Situ Yinghao cerró los ojos, pensando en lo que deciría cuando llegaran.
Pensó en todos los escenarios posibles y cómo responder a cualquier problema.
El único pensamiento que no atrevió a considerar era la muerte de su esposa.
Al llegar al país M, Situ Yinghao fue directamente al castillo de Chen Renqiong.
Hoy Chen Renqiong estaba en casa. Había planeado visitar Ye Anqian para consolarla; después de todo, Situ Yinghao se había casado y podría ser un gran golpe para ella.
Justo cuando iba a salir, un mayordomo lo llamó: "Señor, el señor Situ ha llegado".
"¿Qué?" Chen Renqiong estaba sorprendido. Sabía que había acordado su boda ayer y ¿cómo podía estar aquí hoy?
"Bien, entiendo", dijo Chen Renqiong mientras bajaba con inquietud.
Situ Yinghao notó la expresión neutral en el rostro de Chen Renqiong. Esa era más espeluznante que ver una expresión normal; ella sonrió y se acercó a él: "Grande Hermano, ¿por qué viniste? Ya recibí los regalos de boda".

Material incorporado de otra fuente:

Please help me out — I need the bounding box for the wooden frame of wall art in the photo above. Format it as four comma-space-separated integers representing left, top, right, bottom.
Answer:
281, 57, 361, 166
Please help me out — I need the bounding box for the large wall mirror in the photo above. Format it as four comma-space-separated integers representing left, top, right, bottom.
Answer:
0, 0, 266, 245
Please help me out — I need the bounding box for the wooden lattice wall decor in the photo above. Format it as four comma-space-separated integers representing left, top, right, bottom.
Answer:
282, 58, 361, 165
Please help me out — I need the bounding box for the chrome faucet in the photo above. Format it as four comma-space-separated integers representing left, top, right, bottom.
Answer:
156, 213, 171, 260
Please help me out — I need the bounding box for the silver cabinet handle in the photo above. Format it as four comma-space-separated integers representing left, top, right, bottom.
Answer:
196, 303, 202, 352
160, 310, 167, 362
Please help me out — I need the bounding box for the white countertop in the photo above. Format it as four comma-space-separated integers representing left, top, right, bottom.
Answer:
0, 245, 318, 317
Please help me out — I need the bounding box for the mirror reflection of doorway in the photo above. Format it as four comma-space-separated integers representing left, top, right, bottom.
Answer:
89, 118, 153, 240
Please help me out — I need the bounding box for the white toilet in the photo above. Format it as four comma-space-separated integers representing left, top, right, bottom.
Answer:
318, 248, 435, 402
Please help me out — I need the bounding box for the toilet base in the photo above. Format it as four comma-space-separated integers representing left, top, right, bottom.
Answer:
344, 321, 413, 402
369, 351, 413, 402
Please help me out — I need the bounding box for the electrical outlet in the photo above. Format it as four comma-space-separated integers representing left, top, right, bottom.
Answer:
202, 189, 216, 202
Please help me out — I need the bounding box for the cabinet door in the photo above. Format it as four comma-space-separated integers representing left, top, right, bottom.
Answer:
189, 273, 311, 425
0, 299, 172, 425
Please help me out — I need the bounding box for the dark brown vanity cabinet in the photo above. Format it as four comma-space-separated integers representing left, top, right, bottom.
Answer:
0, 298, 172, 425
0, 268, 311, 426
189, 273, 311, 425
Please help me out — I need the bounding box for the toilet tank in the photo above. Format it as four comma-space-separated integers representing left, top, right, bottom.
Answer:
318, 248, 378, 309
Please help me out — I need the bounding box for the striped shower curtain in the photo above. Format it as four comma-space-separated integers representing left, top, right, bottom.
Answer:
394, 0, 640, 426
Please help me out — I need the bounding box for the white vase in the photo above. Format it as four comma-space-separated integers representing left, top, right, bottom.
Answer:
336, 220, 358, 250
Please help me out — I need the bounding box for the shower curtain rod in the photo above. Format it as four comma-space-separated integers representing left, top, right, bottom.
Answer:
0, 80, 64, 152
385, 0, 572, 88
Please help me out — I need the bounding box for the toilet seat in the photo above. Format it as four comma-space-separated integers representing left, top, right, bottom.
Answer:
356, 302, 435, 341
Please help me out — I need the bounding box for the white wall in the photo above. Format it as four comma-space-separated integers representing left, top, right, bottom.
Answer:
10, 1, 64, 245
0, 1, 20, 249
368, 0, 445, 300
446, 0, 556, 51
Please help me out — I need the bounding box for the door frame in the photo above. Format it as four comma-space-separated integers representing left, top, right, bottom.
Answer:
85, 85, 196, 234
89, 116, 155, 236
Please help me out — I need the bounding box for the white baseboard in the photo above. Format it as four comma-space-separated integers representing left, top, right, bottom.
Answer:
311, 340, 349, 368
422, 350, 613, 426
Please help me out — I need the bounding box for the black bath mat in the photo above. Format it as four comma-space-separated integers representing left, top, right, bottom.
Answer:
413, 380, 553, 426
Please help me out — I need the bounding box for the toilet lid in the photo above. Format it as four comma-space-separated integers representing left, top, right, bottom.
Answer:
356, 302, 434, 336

Chen Shan lo apoyaba, sintiendo que estaba luchando con algo. La abrazó más fuertemente para darle fuerzas.
Cuando Chen Renqiong se acercó a Situ Yinghao, por fin habló: "Quiero ver a Ye Anqian".
Chen Renqiong sabía que no sería nada bueno; guardó su sonrisa y miró a Chen Shan antes de decirle: "Te llevaré a un lugar con tu prometida".
"De acuerdo", dijo Situ Yinghao, quitándole la mano a Chen Shan. "¡Espera aquí mientras te llevo".
"¿Estás bien?" Chen Shan estaba preocupada por su estado.
"Sí, no te preocupes", respondió. Ahora más que nunca estaba sano.
Chen Renqiong pidió al mayordomo que trajera un coche del garaje.
"Bien, vamos!", dijo Chen Renqiong y caminó adelante.
Cuando salió, Chen Renqiong tomó la llave del mayordomo. Dándose vuelta a Situ Yinghao: "Grande Hermano, sube al coche".
Situ Yinghao se sentó en el asiento del pasajero mientras Chen Renqiong encendía el motor.
Conducían hacia la cima del monte.
Cuando llegaron a la cima, paró y abrió la puerta. "Baja, Anqian está aquí".
Estaba molesto porque Situ Yinghao le llamara por su nombre completo.
Ye Anqian había pasado por tanto para él; admiraba su valor e incluso respetaba esa mujer. Si pudiera encontrar una como ella, estaba dispuesto a morir.
Había creído que no existía el amor, pero después de conocer a dos mujeres, también quería enamorarse.
Situ Yinghao abrió la puerta y bajó del coche. Encontró un monumento detrás de Chen Renqiong con las palabras: "Tumba del marido Situ y el hijo".